I asked Dr. Bloom — an ACSH expert on pharmacology — if there is a proven therapy against COVID-19. “There isn’t one,” he told me, “just supportive treatment, which itself is experimental, especially the use of ventilators.”
Despite all of these caveats, HCQ — sometimes in conjunction with azithromycin (Pfizer’s Zithromax, AKA Z-Pak) — has shown promise as an anti-COVID-19 treatment, both anecdotally and in early, small French and Chinese studies. Larger clinical trials have begun at the University of Minnesota and in New York state and are imminent statewide in South Dakota. One Brazilian test on HCQ’s predecessor, chloroquine, reflected a connection between HCQ and cardiac arrhythmia. This confirms what President Trump has said all along: “If it works, we’ve done a great thing. If it doesn’t work, you know, we tried.”

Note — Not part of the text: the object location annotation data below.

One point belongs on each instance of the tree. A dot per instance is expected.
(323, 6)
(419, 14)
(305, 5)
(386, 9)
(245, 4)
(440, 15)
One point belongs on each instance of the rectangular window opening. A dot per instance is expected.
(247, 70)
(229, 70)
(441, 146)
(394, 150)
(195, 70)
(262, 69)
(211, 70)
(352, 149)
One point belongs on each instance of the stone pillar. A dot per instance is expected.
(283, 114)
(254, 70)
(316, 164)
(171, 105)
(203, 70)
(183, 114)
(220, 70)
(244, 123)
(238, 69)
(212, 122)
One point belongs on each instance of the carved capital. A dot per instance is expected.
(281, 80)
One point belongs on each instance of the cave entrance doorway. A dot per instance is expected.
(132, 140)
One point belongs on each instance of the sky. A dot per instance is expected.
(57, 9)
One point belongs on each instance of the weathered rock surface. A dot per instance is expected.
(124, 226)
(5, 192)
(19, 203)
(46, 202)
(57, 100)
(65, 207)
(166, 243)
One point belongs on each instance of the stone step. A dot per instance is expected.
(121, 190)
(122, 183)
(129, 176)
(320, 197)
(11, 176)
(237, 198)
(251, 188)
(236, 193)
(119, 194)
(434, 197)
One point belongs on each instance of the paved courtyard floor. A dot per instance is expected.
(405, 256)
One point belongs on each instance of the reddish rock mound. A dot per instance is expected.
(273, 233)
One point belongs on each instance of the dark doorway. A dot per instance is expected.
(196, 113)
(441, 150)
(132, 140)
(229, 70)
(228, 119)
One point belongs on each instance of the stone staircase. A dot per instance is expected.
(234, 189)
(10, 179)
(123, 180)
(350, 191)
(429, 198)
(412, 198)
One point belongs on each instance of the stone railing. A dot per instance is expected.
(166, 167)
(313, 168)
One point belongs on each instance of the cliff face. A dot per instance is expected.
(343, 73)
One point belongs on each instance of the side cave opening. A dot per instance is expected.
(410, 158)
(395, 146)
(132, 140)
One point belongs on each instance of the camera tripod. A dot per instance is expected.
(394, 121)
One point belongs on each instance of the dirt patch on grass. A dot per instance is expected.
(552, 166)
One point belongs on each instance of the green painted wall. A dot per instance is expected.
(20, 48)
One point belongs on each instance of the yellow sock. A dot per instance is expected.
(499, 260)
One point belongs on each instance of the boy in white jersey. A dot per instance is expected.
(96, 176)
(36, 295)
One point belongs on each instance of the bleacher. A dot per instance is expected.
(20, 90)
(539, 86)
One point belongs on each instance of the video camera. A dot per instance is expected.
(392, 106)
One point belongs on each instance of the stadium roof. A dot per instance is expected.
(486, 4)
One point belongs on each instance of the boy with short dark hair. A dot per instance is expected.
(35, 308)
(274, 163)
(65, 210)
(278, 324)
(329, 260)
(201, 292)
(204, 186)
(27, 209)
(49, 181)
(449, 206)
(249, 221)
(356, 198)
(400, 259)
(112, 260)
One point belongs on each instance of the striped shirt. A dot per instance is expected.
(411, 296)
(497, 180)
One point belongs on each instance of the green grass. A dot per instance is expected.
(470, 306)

The president also has urged Americans to consult their doctors before using HCQ: “You have to go through your medical people [to] get the approval.”

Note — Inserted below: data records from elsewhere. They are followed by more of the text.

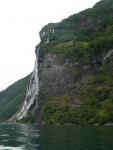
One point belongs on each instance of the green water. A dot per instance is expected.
(34, 137)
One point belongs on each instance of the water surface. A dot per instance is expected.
(35, 137)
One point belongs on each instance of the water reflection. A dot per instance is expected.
(34, 137)
(18, 137)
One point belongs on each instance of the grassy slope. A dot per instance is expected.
(87, 34)
(12, 98)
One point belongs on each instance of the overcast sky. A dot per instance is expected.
(20, 23)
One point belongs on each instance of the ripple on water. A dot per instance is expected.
(11, 148)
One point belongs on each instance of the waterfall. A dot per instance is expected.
(30, 103)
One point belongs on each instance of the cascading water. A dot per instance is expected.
(30, 103)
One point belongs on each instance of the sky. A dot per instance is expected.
(20, 23)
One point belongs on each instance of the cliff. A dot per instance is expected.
(72, 79)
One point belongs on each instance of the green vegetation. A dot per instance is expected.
(85, 36)
(88, 32)
(12, 98)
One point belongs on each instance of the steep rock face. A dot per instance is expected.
(72, 79)
(56, 76)
(30, 102)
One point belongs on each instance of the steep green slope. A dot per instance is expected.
(12, 98)
(84, 42)
(89, 32)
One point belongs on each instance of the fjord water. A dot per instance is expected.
(34, 137)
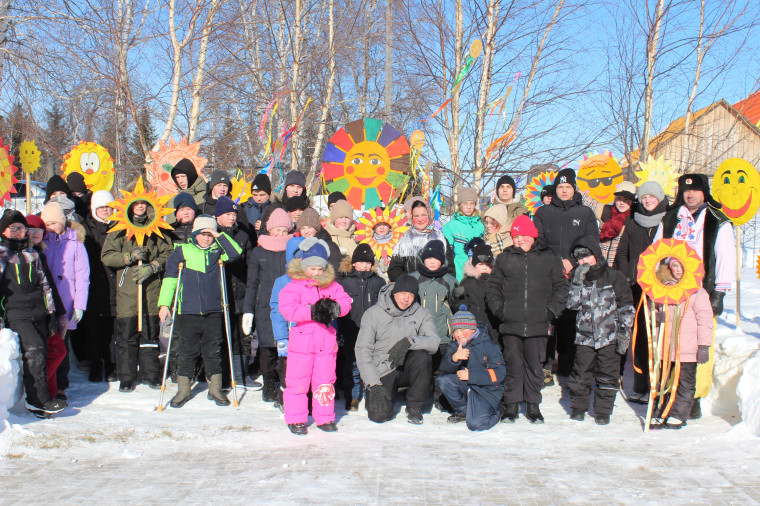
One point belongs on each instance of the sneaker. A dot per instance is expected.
(414, 416)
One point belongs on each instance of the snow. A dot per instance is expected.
(114, 447)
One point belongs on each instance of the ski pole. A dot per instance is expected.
(226, 308)
(160, 406)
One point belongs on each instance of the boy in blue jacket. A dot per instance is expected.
(472, 373)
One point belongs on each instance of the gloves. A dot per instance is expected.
(143, 272)
(703, 354)
(397, 353)
(247, 324)
(716, 301)
(579, 274)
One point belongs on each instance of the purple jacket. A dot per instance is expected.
(68, 264)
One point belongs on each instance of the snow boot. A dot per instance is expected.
(533, 414)
(215, 391)
(183, 392)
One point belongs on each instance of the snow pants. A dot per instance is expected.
(312, 354)
(524, 357)
(135, 348)
(480, 414)
(603, 366)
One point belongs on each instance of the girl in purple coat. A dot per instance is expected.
(67, 260)
(312, 300)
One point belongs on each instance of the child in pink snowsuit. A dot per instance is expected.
(312, 300)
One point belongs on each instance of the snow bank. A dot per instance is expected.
(748, 391)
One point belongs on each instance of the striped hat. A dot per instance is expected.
(463, 319)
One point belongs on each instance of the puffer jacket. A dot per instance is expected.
(383, 325)
(527, 290)
(201, 290)
(458, 232)
(69, 265)
(604, 302)
(486, 366)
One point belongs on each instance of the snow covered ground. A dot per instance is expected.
(110, 447)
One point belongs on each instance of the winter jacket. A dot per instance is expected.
(383, 325)
(68, 263)
(158, 250)
(527, 290)
(26, 293)
(604, 302)
(638, 235)
(102, 278)
(436, 292)
(200, 292)
(458, 232)
(563, 222)
(485, 366)
(363, 288)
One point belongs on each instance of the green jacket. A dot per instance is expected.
(458, 232)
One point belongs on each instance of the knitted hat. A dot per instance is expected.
(463, 319)
(53, 213)
(261, 183)
(652, 188)
(523, 226)
(406, 283)
(434, 249)
(309, 218)
(225, 205)
(75, 180)
(279, 218)
(315, 252)
(363, 253)
(466, 194)
(202, 222)
(184, 199)
(341, 209)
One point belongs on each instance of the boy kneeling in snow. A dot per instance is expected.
(472, 373)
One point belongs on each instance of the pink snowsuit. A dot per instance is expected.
(312, 347)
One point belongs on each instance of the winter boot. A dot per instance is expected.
(215, 391)
(533, 414)
(183, 392)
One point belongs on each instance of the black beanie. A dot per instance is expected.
(363, 253)
(406, 283)
(261, 183)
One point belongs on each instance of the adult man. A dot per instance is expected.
(394, 348)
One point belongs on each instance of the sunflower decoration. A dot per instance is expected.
(373, 217)
(93, 162)
(652, 285)
(121, 215)
(368, 161)
(7, 173)
(29, 157)
(535, 187)
(165, 157)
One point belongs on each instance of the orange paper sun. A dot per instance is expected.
(367, 222)
(121, 216)
(647, 271)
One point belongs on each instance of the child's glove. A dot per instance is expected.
(703, 354)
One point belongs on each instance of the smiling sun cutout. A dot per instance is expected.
(368, 161)
(736, 185)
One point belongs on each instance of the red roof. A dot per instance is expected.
(750, 107)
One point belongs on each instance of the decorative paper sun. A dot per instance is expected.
(29, 157)
(165, 157)
(533, 189)
(368, 161)
(659, 171)
(372, 217)
(121, 217)
(647, 271)
(7, 172)
(93, 162)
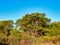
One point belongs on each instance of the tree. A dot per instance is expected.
(6, 26)
(33, 22)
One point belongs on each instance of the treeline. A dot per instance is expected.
(33, 25)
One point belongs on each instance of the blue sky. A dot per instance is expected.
(15, 9)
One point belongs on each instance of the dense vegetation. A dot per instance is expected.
(31, 26)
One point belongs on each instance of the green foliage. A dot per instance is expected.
(31, 26)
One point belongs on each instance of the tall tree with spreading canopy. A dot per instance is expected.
(33, 22)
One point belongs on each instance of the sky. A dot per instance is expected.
(16, 9)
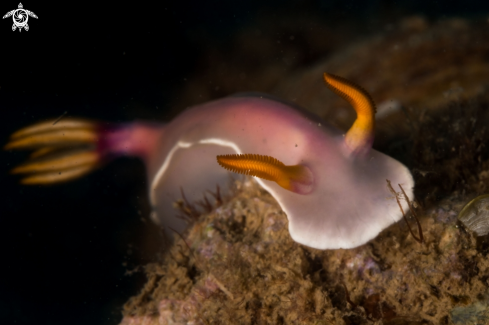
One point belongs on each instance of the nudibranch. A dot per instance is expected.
(332, 186)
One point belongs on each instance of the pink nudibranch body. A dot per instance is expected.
(348, 204)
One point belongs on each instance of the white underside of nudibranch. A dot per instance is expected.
(332, 186)
(349, 204)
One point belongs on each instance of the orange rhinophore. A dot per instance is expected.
(296, 178)
(330, 184)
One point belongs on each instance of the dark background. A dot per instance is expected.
(66, 249)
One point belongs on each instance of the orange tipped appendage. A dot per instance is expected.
(360, 137)
(296, 178)
(63, 151)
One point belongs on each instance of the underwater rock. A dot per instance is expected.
(475, 215)
(238, 265)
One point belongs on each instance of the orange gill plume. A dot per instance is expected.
(296, 178)
(62, 151)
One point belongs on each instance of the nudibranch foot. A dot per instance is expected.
(296, 178)
(331, 187)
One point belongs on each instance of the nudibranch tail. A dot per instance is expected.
(296, 178)
(74, 147)
(360, 137)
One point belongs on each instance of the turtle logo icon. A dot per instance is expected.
(20, 17)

Trump-loathing journalists lied when they claimed that President Trump said that the FDA had approved HCQ as a COVID-19 treatment.
What he did say was that the FDA found HCQ safe and effective, as early as 1955, against malaria. FDA subsequently judged it safe and effective against lupus and rheumatoid arthritis. Also, the FDA last month approved HCQ for “emergency use” against COVID-19 if doctors and patients wish to go that route. The Strategic National Stockpile has yielded 28 million HCQ pills, as the president said, “for doctors to use as they see fit.”
So, the next time his enemies scream at him about HCQ, President Trump should turn the question around and say:
“You complain that hydroxychloroquine is unproven. That’s true. Now, please tell us, while the whole world is watching: What proven COVID-19 cure do you prefer?”
Deroy Murdock is a Manhattan-based Fox News Contributor, a contributing editor with National Review Online, and a senior fellow with the London Center for Policy Research.